Soggy Ground: A Geography of Pine Barrens Wetlands — Saturday, April 20, 2024.


Jan 5, 2009
Richland, NJ
Can you tell a spung from a cripple? Are blue holes real? Ever wonder what this place was like during the ice age? I'll be giving a talk about a new book that details the Pine Barrens physical, cultural, and environmental dynamics of paleoperiglacial landscapes. It is written for Pinelands enthusiasts as an old-fashioned geography. The content is tilted towards an interdisciplinary audience—especially geologists, historians, archeologists, botanists, and conservationists. Personally, I make no money from the sale of this book. The work is admittedly opinionated, quirky, and technical in spots but laid out in a manner that makes accessible data that is hopelessly mired in obscure journals or is otherwise inaccessible. It is is well illustrated. This event is sponsored by the Pemberton Township Historic Trust.
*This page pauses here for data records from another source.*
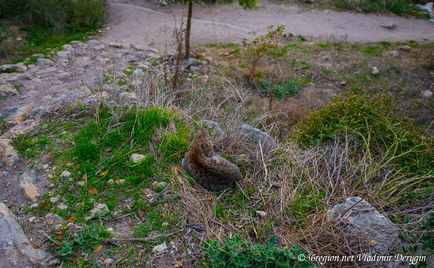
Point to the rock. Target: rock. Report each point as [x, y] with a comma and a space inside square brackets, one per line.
[15, 248]
[115, 45]
[390, 26]
[375, 71]
[15, 114]
[427, 94]
[97, 211]
[66, 174]
[405, 48]
[138, 73]
[22, 128]
[326, 58]
[54, 199]
[7, 90]
[62, 206]
[261, 214]
[8, 155]
[359, 219]
[254, 135]
[8, 68]
[394, 53]
[137, 158]
[44, 62]
[30, 190]
[160, 248]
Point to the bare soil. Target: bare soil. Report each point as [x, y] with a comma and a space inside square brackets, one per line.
[148, 24]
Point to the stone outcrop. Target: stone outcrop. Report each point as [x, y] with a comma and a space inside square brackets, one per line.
[15, 248]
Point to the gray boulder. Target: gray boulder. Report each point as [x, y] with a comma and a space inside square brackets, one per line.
[15, 248]
[360, 219]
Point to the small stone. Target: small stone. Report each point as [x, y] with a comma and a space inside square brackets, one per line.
[65, 174]
[138, 73]
[54, 199]
[137, 158]
[375, 71]
[160, 248]
[16, 249]
[62, 54]
[427, 94]
[97, 211]
[8, 155]
[361, 220]
[261, 214]
[62, 206]
[405, 48]
[8, 68]
[390, 26]
[29, 188]
[115, 45]
[394, 53]
[326, 58]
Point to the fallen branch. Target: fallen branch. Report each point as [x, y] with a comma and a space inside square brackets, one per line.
[141, 239]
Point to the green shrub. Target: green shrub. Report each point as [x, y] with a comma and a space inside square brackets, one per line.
[282, 91]
[82, 242]
[236, 252]
[374, 121]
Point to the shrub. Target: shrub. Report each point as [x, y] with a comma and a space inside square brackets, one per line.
[373, 120]
[260, 46]
[236, 252]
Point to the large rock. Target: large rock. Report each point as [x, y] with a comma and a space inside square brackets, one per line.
[253, 135]
[15, 248]
[361, 220]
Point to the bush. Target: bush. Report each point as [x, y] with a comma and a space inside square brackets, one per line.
[58, 16]
[372, 120]
[236, 252]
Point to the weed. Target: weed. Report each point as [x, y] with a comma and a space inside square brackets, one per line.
[255, 50]
[81, 243]
[373, 120]
[236, 252]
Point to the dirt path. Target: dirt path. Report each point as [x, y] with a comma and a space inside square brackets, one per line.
[145, 23]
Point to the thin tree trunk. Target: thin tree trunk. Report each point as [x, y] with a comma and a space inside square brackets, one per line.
[188, 29]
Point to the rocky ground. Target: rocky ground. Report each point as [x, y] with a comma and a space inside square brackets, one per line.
[31, 92]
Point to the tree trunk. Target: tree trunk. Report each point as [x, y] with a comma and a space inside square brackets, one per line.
[188, 29]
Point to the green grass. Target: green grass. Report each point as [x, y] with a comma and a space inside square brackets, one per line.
[97, 155]
[236, 252]
[81, 243]
[281, 91]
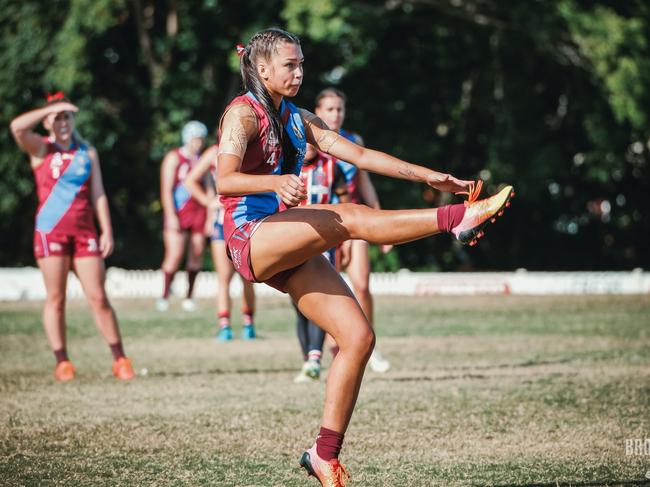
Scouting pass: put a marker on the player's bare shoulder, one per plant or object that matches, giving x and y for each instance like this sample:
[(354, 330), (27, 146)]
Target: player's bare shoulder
[(318, 133)]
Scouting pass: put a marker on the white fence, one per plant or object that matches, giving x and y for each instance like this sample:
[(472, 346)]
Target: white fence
[(27, 283)]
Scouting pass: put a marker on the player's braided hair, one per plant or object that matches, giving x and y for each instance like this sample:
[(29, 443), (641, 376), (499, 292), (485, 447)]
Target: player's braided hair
[(262, 46)]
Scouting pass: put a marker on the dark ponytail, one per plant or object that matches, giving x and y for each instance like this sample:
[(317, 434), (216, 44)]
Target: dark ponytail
[(262, 46)]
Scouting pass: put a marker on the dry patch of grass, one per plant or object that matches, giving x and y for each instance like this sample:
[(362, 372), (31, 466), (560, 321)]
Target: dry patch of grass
[(483, 391)]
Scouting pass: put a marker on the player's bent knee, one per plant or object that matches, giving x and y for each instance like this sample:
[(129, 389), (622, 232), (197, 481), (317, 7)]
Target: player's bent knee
[(363, 341), (353, 216), (55, 301)]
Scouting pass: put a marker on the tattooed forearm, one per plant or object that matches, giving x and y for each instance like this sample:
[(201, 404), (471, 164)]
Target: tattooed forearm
[(318, 131), (237, 126), (408, 172)]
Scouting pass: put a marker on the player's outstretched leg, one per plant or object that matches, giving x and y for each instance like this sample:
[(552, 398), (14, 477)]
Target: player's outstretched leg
[(317, 228)]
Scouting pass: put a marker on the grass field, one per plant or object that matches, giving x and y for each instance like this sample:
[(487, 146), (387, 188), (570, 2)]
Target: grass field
[(507, 391)]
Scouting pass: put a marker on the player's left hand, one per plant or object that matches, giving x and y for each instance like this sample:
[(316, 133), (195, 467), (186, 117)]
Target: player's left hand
[(106, 244), (447, 182)]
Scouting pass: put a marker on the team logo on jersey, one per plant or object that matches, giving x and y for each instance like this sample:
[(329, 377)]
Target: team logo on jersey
[(183, 169), (273, 159)]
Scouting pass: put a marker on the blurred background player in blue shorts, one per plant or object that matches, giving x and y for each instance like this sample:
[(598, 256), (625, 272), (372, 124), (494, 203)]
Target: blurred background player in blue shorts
[(208, 197), (183, 215), (324, 180)]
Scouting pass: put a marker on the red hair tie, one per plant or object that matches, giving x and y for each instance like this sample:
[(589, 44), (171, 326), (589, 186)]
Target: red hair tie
[(59, 95)]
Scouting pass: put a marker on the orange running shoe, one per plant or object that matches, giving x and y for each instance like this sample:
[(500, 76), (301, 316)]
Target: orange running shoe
[(122, 369), (64, 371), (329, 473), (479, 213)]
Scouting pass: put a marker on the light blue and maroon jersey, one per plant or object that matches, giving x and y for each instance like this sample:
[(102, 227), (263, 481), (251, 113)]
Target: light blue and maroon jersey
[(183, 200), (323, 179), (263, 156), (351, 171), (63, 187)]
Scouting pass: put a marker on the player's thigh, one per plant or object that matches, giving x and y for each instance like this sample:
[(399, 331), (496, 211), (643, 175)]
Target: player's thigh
[(359, 267), (174, 242), (289, 238), (197, 244), (55, 274), (222, 263)]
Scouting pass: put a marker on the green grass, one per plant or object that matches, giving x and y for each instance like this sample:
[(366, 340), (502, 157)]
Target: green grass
[(483, 391)]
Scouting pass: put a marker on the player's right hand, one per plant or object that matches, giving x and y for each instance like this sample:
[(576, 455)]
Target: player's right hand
[(172, 223), (291, 189), (62, 106)]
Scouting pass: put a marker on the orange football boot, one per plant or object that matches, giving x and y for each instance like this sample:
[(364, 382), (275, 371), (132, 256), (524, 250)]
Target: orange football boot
[(329, 473), (478, 213), (64, 371)]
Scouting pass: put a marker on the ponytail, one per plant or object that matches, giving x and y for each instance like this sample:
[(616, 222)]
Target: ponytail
[(262, 46)]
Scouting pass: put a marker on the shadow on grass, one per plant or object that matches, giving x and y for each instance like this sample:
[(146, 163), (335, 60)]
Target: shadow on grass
[(593, 483)]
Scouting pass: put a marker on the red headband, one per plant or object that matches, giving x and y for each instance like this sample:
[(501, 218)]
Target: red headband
[(59, 95)]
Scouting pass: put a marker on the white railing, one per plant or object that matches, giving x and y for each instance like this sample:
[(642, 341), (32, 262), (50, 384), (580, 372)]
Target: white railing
[(27, 283)]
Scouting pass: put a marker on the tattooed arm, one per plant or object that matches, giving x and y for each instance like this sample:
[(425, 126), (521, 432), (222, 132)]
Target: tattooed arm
[(238, 127), (375, 161)]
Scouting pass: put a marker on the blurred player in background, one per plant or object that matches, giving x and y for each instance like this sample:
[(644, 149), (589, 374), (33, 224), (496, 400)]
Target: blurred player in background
[(330, 108), (184, 217), (70, 195), (324, 179), (207, 197)]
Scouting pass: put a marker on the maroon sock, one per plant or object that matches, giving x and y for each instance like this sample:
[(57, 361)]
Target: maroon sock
[(169, 277), (248, 313), (224, 319), (328, 444), (450, 216), (191, 279), (117, 350), (61, 355)]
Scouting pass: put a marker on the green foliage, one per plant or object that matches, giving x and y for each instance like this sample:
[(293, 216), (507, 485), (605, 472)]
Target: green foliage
[(552, 97)]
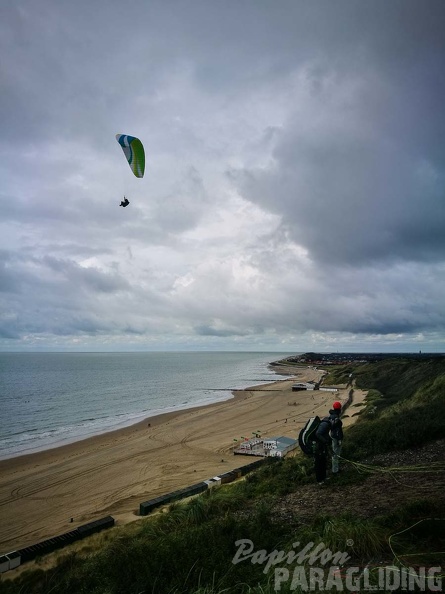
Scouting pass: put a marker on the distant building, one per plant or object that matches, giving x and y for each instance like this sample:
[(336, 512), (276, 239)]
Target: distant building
[(279, 446), (304, 386), (273, 446)]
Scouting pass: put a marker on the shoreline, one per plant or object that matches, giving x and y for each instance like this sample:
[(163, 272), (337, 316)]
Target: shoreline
[(111, 473), (130, 425)]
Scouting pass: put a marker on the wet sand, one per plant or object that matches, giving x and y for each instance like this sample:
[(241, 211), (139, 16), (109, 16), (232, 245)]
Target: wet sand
[(112, 473)]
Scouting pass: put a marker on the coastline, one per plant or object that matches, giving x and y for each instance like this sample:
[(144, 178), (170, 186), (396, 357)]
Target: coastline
[(111, 473)]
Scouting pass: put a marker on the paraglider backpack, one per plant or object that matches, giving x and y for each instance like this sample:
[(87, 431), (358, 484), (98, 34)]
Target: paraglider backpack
[(306, 437)]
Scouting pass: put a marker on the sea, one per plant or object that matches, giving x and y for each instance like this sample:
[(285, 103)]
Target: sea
[(51, 399)]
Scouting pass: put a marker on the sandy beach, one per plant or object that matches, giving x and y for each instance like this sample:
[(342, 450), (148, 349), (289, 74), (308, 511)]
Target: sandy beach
[(111, 474)]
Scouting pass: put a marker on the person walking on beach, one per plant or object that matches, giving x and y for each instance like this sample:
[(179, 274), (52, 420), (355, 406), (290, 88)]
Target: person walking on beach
[(329, 434), (336, 435)]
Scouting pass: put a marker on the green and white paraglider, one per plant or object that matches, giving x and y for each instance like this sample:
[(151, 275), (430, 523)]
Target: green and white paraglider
[(135, 154)]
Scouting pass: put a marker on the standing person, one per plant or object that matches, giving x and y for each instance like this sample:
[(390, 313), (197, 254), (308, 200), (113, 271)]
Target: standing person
[(336, 435), (322, 441), (329, 433)]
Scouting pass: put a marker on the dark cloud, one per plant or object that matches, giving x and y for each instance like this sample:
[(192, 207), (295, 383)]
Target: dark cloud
[(295, 174)]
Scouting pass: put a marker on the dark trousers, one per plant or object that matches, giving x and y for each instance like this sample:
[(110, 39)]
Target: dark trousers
[(321, 453)]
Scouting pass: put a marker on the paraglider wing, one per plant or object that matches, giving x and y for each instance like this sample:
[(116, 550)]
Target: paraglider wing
[(134, 151)]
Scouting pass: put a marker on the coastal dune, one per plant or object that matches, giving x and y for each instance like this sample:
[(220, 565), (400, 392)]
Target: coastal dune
[(51, 492)]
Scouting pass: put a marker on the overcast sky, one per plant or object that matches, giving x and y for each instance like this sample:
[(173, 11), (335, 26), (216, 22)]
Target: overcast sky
[(294, 194)]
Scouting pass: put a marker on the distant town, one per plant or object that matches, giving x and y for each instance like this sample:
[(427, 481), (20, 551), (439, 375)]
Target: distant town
[(346, 358)]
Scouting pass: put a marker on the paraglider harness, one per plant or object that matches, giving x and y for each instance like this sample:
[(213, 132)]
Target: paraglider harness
[(307, 439)]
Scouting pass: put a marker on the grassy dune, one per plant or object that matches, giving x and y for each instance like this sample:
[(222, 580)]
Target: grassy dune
[(388, 502)]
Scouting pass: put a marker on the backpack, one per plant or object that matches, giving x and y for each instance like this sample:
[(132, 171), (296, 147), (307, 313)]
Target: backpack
[(307, 435)]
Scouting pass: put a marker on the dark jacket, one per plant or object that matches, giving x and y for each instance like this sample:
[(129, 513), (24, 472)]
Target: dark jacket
[(330, 427), (322, 433), (336, 424)]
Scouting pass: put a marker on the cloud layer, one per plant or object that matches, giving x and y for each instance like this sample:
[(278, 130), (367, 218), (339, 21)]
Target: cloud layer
[(294, 191)]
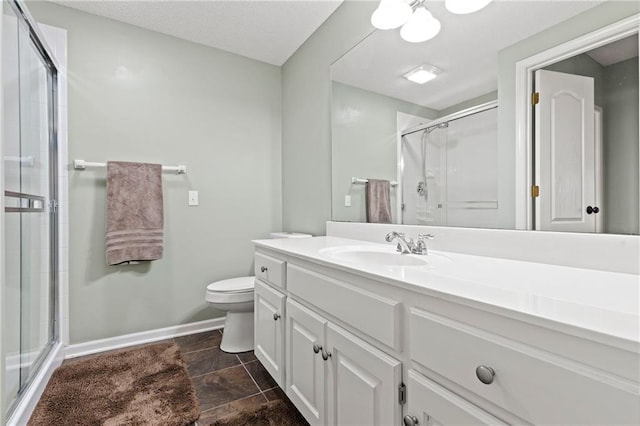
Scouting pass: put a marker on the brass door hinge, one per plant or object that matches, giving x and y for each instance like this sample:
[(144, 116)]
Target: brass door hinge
[(402, 394), (535, 98), (535, 191)]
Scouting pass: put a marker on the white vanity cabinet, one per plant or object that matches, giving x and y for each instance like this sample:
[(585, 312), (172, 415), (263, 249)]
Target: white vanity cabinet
[(336, 378), (351, 348), (269, 308)]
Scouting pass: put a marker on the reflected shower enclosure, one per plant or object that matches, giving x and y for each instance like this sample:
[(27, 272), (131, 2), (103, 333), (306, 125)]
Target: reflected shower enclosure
[(450, 170), (29, 166)]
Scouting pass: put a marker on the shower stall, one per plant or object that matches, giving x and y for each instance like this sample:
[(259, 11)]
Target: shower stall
[(449, 170), (29, 138)]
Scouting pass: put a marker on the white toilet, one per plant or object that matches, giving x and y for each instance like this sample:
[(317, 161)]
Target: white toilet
[(235, 297)]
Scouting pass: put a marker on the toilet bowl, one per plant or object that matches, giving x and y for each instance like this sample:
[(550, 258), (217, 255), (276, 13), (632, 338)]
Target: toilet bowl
[(235, 297)]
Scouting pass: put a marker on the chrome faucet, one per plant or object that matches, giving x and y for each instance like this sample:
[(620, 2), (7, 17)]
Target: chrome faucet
[(409, 247)]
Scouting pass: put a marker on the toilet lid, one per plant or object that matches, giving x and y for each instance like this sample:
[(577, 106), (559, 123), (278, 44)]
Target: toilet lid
[(232, 285)]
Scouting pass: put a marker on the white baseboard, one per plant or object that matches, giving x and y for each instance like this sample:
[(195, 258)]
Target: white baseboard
[(28, 401), (102, 345)]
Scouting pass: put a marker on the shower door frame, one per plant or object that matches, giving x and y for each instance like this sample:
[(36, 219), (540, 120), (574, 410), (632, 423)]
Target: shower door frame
[(431, 124), (38, 42)]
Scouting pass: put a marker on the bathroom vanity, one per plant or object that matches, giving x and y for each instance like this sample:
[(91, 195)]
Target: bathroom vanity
[(357, 334)]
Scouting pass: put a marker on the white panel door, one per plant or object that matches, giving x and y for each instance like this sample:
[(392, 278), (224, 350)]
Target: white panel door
[(431, 404), (363, 382), (305, 372), (269, 330), (565, 151)]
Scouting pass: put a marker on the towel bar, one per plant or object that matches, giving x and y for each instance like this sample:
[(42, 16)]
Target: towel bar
[(359, 181), (81, 165)]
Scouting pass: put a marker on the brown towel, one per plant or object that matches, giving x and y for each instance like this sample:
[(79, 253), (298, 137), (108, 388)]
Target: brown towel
[(134, 212), (378, 201)]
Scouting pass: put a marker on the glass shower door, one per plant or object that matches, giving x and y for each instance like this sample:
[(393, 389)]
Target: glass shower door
[(30, 221)]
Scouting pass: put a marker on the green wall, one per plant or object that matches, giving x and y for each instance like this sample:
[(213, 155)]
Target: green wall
[(138, 95), (364, 144), (306, 117), (620, 116)]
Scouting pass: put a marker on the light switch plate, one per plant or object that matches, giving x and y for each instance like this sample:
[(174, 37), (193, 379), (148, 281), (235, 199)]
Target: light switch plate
[(193, 198)]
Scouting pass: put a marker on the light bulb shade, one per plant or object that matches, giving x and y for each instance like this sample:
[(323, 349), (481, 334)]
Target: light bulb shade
[(390, 14), (422, 26), (462, 7)]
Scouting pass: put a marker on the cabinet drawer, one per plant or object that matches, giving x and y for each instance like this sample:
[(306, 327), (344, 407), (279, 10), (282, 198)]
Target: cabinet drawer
[(432, 404), (537, 386), (368, 312), (271, 270)]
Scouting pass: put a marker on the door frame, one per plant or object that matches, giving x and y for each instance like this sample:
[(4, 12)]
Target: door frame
[(524, 112)]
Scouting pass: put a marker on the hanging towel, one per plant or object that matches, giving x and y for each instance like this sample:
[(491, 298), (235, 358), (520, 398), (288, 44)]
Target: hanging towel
[(378, 201), (134, 212)]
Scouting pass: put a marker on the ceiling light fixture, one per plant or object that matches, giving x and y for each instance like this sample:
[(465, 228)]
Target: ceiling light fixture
[(422, 26), (422, 74), (462, 7), (418, 24), (391, 14)]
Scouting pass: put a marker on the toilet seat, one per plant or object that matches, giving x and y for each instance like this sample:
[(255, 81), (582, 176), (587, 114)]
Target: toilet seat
[(234, 290)]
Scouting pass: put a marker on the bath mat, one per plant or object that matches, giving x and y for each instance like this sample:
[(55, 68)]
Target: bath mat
[(273, 413), (141, 386)]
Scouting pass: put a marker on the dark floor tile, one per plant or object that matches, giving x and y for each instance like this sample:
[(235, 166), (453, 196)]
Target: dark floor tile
[(208, 361), (196, 342), (223, 386), (260, 375), (247, 356), (230, 409), (275, 394)]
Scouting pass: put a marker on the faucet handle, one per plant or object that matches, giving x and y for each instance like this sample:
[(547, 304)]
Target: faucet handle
[(421, 245), (426, 237)]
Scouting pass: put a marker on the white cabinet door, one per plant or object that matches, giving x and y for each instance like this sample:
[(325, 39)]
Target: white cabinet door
[(429, 404), (269, 330), (363, 382), (305, 372)]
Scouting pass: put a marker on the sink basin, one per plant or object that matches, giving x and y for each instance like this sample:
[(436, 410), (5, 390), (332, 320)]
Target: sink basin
[(371, 255)]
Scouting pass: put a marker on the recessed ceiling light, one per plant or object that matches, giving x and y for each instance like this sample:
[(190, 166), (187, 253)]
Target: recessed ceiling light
[(422, 74)]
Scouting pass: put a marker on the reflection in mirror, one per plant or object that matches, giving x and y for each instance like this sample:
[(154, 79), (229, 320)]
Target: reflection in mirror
[(451, 174), (592, 181)]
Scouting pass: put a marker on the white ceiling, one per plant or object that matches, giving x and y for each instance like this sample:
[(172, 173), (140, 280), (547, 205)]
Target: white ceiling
[(466, 50), (266, 30)]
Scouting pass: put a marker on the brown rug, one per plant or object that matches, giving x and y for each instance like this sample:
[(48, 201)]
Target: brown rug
[(273, 413), (142, 386)]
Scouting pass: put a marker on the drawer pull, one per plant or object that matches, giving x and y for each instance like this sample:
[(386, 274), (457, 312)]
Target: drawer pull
[(410, 420), (485, 374)]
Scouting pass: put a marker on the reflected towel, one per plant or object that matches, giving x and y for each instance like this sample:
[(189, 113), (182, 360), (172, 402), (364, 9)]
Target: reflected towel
[(378, 201), (134, 212)]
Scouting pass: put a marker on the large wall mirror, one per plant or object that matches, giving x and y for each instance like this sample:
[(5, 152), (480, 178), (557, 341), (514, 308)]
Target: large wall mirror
[(447, 146)]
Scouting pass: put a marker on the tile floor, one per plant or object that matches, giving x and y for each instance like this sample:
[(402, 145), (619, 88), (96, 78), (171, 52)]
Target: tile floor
[(225, 383)]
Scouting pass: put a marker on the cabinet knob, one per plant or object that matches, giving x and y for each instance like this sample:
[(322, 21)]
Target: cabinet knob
[(485, 374), (410, 420)]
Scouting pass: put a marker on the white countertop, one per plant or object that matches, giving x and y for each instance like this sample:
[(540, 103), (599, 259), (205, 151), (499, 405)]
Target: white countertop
[(607, 303)]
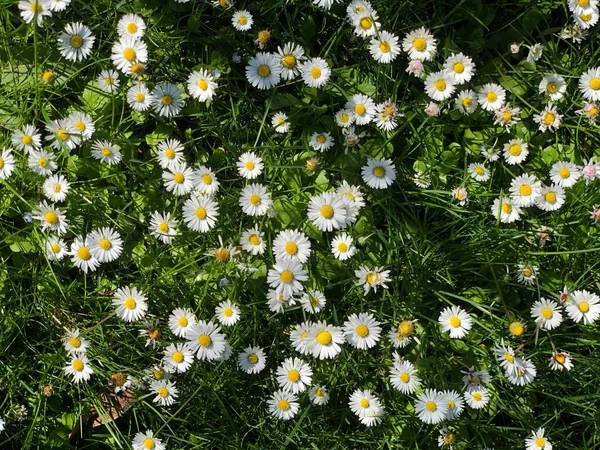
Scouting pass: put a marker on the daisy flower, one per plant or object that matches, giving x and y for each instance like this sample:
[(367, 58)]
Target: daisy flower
[(291, 56), (206, 339), (165, 391), (181, 320), (384, 48), (79, 369), (403, 377), (81, 256), (584, 306), (362, 331), (75, 42), (315, 72), (547, 313), (139, 97), (327, 212), (250, 165), (564, 174), (105, 244), (131, 304), (419, 44), (324, 341), (263, 71), (252, 360), (491, 97), (283, 405), (548, 118), (144, 441), (178, 358), (106, 152), (242, 20), (200, 213), (131, 25), (255, 200), (431, 406), (460, 67), (294, 375), (51, 218), (372, 278), (201, 85), (366, 406), (439, 85)]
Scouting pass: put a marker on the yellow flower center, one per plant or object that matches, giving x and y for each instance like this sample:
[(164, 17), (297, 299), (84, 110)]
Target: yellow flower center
[(287, 276), (201, 213), (362, 330), (129, 303), (264, 70), (204, 340), (327, 211), (420, 44), (324, 337), (255, 199), (129, 54)]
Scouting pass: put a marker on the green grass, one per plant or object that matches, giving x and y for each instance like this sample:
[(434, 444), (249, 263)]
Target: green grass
[(439, 253)]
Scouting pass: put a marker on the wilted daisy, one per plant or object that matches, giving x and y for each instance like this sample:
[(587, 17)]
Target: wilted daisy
[(560, 361), (206, 339), (74, 343), (565, 174), (81, 256), (491, 96), (131, 25), (324, 341), (548, 118), (144, 441), (79, 369), (439, 85), (431, 406), (165, 392), (178, 178), (105, 244), (255, 200), (283, 405), (477, 398), (139, 97), (128, 51), (327, 211), (56, 248), (252, 360), (315, 72), (280, 123), (263, 71), (106, 152), (466, 101), (460, 67), (379, 173), (201, 85), (131, 304), (31, 9), (75, 42), (537, 441), (419, 44), (181, 321), (362, 331), (372, 278), (366, 406), (589, 84), (51, 218), (200, 213), (584, 306)]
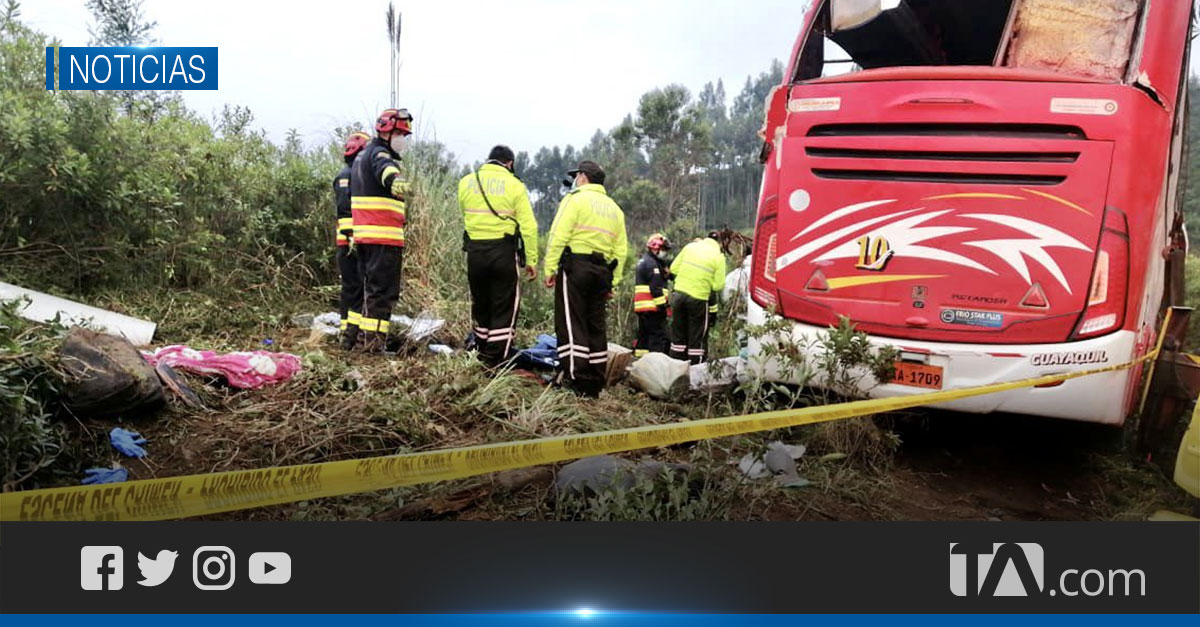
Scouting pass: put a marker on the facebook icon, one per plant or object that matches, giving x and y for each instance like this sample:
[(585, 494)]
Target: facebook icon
[(101, 567)]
Here is a description of the book:

Wetlands have long intrigued us. For centuries bogs, mires, and meadows were regarded forlorn topography, loathsome places replete with legend and lore. Natural Historian Mark Demitroff presents an engaging overview on how to read and value the unusual wet environment of the New Jersey Pine Barrens through land-surface processes. Little known ice age landforms provide critical habitat for plants and animals. Places like spungs, cripples, blue holes, and savannahs are woven together in a geographic tapestry of interactions between nature and society. People here have exploited these wetlands for millennia, features that now slowly fade from memory and place.